Fast Facts: Oil Well Cement
  • Primary purpose: Zonal isolation, casing support, corrosion protection in WCSB wellbores
  • API Class G: Most common WCSB cement; neat slurry density 1,898 kg/m3; extendable to 6-hour pump time
  • Strength target: Greater than 3.45 MPa (500 psi) at 24 hours; verified by compressive strength test
  • Fluid loss target: Below 50 to 100 mL/30 min to prevent dehydration and bridging in annulus
  • WCSB regulation: AER Directive 009; surface casing to surface; production casing 30 m above perfs
  • Gas migration risk: Addressed with latex polymer, right-angle-set additives, silica flour above 110 degrees C

Cement bond log is the acoustic wireline tool used to verify the quality of primary and remedial cement jobs in WCSB wellbores, measuring the amplitude of the casing arrival and the variable density waveform to assess the percentage of annular circumference bonded by set cement and to identify channeled or unbonded intervals that require squeeze remediation under AER Directive 009. Primary cementing is the initial cement job performed after running each casing string in a WCSB well, pumping cement from the casing shoe up the annulus to the required height specified by AER Directive 009 or BCOGC Drilling and Production Regulation to achieve the zonal isolation mandated for the casing string function. Squeeze cementing is the remedial cementing operation that pumps cement under pressure into perforations, casing leak points, or annular channels to repair failed primary cement coverage or casing integrity in WCSB wells, triggered by cement bond log indication of channeling, sustained casing pressure above AER Directive 020 thresholds, or identified casing leak. Cement accelerator is a chemical additive (calcium chloride, sodium chloride, sodium silicate) incorporated in WCSB cement slurries to shorten thickening time and increase early compressive strength development in shallow, low-temperature wells where the slow natural hydration rate of Class G cement would otherwise extend the wait-on-cement period and delay drilling operations.
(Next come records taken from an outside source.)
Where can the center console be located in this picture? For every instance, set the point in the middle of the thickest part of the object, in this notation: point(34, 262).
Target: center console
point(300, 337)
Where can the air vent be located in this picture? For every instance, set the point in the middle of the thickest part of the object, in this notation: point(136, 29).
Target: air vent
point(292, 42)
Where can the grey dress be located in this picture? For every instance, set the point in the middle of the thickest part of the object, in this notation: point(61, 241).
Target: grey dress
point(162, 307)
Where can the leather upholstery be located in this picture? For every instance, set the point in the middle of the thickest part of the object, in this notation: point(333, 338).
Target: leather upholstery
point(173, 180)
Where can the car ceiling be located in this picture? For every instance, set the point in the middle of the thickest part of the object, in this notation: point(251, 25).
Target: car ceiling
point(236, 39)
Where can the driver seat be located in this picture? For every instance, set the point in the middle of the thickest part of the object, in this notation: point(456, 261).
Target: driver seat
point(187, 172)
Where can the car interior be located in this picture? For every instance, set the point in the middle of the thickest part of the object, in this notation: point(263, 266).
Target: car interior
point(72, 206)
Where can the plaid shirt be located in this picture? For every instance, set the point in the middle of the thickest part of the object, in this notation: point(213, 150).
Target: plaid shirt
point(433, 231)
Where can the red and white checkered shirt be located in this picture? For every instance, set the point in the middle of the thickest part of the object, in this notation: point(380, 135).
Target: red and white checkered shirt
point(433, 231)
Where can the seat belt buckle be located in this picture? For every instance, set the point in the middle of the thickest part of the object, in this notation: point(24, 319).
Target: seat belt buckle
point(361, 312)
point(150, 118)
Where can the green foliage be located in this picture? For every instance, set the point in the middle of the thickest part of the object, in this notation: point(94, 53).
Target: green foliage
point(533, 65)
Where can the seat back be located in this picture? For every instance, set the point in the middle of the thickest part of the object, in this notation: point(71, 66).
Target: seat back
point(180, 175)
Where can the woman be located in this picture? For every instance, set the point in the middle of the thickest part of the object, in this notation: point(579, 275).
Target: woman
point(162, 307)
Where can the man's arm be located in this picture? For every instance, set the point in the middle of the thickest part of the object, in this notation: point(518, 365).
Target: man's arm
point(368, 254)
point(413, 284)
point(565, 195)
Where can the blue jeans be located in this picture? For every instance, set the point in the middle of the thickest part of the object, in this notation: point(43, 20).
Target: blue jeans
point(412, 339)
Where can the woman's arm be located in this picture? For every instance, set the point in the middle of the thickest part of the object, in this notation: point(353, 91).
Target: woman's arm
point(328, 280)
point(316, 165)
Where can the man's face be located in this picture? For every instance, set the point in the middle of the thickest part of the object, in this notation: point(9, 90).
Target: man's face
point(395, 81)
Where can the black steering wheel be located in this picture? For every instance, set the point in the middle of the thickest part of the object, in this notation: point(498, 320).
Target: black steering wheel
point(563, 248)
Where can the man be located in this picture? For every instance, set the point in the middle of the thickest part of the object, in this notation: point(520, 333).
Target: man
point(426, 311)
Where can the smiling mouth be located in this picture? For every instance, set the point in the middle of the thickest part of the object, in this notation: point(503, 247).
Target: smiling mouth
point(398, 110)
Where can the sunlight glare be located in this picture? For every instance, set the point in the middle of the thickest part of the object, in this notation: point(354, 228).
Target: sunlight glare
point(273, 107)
Cement retarder is a chemical additive (lignosulfonate, hydroxycarboxylic acid, phosphonate) used in WCSB deep well cementing to extend the thickening time of Class G cement slurries from the baseline 2 to 3 hours to 4 to 8 hours, providing adequate pump time to place the cement across the full casing annulus at bottomhole temperatures of 100 to 160 degrees C in Montney, Duvernay, and Devonian reef well programs.